Sometimes I wonder where this is all going. Times are scary. People are losing their homes and their jobs. I wonder if I will be next. (not losing our home... but being unemployed) There are wars, and there is poverty, and the stock market keeps falling and falling and falling. I heard on the news today, "Has the stock market fallen as far as it can go?" I screamed at the television, NO! Unfortunately - no....
Sometimes I wonder... what my life would be like if I lived in a different country. In a country where women were considered second class citizens, and where we didn't have the same rights that we do in the wonderful USA. What would my days be like? Would I know that I wasn't being treated fairly? Or would I just "take it" and not know the difference?
Sometimes I wonder... what would it be like if we didn't have freedom of speech, freedom of choice, freedom of religion. That would not be an experience I would want to have. Even though many of us in the U.S. disagree with each other when it comes to politics and religion - it is so nice to know that THAT is our right! We live a great country.
Sometimes I wonder... what life would be like if it were like the John Lennon song, "Imagine". Peace and love and everyone happy and living together in harmony. That would be such a beautiful thing. I wonder if I will ever have an opportunity to experience life like that in the years I have left on this Earth? Probably not. But, that really WOULD be wonderful.
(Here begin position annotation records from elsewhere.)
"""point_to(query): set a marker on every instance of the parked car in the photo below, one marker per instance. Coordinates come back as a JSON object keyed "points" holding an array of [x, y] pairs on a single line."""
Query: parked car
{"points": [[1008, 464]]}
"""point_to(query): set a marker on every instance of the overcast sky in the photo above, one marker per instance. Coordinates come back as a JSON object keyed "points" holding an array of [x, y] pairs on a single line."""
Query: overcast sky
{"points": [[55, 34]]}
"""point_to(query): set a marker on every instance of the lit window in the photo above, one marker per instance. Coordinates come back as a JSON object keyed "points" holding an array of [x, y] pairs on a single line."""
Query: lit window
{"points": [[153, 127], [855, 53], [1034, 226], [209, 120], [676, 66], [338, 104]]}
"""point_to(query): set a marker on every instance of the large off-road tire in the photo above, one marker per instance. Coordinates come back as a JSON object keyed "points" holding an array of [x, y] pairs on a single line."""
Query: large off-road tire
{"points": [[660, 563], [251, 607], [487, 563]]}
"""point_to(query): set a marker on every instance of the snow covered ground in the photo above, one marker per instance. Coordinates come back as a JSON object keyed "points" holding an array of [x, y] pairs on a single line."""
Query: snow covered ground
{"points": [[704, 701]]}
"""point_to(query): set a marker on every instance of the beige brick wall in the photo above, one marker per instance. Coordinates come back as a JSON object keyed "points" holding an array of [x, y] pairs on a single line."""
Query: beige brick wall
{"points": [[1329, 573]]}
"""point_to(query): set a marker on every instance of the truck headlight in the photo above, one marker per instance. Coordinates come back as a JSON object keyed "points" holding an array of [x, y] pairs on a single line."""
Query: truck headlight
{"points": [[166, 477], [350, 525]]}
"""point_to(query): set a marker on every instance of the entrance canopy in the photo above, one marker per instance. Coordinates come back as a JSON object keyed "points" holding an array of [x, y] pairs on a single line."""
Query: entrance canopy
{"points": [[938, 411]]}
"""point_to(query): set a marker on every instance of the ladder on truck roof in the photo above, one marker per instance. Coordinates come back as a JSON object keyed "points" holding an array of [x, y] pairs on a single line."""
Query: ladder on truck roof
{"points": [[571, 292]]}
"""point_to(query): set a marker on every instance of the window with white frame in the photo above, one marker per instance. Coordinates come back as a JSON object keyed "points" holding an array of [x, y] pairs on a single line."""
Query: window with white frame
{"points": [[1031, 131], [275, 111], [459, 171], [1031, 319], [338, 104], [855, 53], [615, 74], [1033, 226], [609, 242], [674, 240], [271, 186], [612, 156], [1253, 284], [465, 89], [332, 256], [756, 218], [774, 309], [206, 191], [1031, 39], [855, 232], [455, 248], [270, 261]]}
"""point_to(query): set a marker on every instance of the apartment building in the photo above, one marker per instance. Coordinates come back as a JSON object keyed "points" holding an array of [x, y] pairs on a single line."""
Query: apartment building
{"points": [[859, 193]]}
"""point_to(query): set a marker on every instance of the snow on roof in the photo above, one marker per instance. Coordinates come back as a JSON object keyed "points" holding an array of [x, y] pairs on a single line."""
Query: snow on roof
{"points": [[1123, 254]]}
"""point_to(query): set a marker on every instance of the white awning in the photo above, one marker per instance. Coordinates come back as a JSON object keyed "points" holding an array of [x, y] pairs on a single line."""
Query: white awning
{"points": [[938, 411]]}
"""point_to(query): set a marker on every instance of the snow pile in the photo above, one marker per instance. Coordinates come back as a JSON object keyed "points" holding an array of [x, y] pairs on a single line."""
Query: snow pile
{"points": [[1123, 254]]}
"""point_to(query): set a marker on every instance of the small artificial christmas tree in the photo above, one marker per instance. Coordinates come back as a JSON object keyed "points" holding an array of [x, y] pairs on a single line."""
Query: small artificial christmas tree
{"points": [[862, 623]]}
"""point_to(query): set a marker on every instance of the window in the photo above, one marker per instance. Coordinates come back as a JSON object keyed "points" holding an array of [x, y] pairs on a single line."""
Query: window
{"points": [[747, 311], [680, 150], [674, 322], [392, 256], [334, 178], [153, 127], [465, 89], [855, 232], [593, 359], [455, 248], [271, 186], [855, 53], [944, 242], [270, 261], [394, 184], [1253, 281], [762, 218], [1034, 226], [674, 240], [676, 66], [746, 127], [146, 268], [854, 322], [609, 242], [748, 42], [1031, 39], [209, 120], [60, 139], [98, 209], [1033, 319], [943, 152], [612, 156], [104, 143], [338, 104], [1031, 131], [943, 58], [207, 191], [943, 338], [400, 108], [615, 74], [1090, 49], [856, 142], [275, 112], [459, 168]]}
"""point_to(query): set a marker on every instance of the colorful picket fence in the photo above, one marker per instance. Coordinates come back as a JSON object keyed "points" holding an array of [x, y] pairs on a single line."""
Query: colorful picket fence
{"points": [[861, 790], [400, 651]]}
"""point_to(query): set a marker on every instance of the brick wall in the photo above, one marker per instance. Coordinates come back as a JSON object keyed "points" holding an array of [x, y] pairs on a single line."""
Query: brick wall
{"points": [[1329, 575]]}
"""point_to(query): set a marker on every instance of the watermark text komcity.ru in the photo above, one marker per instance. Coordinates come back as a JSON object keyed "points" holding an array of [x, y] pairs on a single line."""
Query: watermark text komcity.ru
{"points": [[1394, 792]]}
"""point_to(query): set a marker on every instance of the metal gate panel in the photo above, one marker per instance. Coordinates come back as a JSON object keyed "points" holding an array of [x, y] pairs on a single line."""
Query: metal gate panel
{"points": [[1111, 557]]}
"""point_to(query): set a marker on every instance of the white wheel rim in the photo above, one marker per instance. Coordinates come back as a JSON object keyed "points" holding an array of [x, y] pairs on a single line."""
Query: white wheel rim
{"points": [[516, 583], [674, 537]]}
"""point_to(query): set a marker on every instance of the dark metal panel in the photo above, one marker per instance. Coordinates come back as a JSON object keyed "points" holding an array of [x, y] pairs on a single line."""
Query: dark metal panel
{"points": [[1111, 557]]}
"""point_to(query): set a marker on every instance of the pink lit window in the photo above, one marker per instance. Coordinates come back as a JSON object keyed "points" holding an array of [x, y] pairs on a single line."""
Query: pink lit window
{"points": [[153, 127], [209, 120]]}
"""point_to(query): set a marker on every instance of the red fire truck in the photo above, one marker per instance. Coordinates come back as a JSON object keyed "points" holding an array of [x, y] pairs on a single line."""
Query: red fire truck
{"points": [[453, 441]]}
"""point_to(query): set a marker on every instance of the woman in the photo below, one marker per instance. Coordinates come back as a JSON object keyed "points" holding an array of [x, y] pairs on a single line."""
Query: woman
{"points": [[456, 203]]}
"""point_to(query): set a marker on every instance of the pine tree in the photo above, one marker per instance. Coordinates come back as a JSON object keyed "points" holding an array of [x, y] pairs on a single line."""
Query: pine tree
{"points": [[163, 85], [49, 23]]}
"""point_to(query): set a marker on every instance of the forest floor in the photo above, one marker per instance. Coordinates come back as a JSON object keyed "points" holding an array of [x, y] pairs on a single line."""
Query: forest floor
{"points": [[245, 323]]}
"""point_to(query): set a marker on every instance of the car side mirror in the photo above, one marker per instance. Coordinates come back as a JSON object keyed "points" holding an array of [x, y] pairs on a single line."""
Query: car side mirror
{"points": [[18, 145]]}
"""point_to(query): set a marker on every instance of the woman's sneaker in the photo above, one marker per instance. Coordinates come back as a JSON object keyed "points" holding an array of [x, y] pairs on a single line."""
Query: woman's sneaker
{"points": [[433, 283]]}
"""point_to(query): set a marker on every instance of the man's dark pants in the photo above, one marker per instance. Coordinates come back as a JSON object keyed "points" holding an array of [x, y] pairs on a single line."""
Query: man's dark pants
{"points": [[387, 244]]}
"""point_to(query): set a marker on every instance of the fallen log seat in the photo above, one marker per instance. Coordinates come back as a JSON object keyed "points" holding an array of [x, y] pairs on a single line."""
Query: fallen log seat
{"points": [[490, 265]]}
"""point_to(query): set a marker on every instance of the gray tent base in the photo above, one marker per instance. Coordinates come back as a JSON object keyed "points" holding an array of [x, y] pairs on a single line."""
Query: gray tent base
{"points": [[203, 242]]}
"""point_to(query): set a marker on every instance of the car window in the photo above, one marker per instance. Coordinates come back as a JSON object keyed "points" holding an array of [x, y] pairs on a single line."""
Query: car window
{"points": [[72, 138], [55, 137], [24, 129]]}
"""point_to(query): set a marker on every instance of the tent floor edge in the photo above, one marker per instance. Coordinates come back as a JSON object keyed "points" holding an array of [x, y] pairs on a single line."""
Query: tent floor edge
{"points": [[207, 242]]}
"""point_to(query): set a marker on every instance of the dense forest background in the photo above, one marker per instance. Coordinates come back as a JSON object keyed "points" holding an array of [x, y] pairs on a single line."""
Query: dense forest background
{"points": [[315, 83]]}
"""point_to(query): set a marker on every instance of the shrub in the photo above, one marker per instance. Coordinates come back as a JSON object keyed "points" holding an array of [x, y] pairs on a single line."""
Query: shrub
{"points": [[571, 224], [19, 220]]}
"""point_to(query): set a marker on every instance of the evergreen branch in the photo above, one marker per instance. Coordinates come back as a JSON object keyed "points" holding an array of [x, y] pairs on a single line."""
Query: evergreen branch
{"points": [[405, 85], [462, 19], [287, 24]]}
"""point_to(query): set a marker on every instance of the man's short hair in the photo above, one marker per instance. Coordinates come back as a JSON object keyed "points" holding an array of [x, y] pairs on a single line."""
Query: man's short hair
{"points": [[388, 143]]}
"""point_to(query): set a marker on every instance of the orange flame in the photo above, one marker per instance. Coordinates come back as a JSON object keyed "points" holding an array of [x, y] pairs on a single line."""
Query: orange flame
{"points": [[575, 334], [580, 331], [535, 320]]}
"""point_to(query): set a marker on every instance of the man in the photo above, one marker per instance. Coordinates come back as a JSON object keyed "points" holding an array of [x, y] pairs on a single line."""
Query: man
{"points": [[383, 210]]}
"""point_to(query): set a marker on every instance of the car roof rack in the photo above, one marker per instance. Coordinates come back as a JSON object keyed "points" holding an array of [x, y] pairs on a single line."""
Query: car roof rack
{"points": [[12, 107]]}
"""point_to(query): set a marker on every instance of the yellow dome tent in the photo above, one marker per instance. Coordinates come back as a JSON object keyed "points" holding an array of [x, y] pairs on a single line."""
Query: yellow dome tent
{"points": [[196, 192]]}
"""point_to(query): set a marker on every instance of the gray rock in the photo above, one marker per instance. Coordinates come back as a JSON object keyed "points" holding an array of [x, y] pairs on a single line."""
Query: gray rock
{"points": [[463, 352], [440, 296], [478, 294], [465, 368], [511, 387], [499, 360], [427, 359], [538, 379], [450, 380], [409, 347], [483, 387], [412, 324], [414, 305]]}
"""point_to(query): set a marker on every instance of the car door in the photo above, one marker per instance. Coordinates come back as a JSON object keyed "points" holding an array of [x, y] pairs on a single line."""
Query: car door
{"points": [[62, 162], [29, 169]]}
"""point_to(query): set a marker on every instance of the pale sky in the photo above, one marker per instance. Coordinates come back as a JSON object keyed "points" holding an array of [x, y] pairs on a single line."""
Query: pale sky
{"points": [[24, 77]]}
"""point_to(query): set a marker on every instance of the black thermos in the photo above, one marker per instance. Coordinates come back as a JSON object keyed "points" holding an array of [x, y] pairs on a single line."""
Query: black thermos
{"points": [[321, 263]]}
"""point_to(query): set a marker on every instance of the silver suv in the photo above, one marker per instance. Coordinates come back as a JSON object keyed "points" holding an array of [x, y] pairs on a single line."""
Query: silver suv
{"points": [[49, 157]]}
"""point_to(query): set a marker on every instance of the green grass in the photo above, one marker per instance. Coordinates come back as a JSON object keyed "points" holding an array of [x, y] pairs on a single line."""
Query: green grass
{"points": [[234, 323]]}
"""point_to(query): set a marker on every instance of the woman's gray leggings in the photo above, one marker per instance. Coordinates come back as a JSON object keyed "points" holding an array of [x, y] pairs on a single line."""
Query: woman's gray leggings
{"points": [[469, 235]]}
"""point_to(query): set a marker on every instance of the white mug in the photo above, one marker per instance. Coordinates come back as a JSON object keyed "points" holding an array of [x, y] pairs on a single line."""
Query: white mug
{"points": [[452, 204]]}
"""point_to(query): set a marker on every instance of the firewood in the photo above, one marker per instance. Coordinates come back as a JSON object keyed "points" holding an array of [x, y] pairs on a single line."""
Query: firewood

I don't know... maybe I'm just getting older. Maybe I'm just nostalgic for life as it was when I was young and carefree and didn't worry about these things.
I know that I feel blessed to be surrounded by my family, and to have the most wonderful friends, and that we all have our health. I feel blessed that I have a job that I enjoy and that I have a roof over my head and food on my table. But, I kinda like living in denial and not thinking about all the bad things that happen in the world. As I said to my friend the other day, "I rather enjoy living in CindyLand where everyone is happy and there isn't a care in the world."
I'll close for now... I'm headed back to "CindyLand". Have a happy weekend!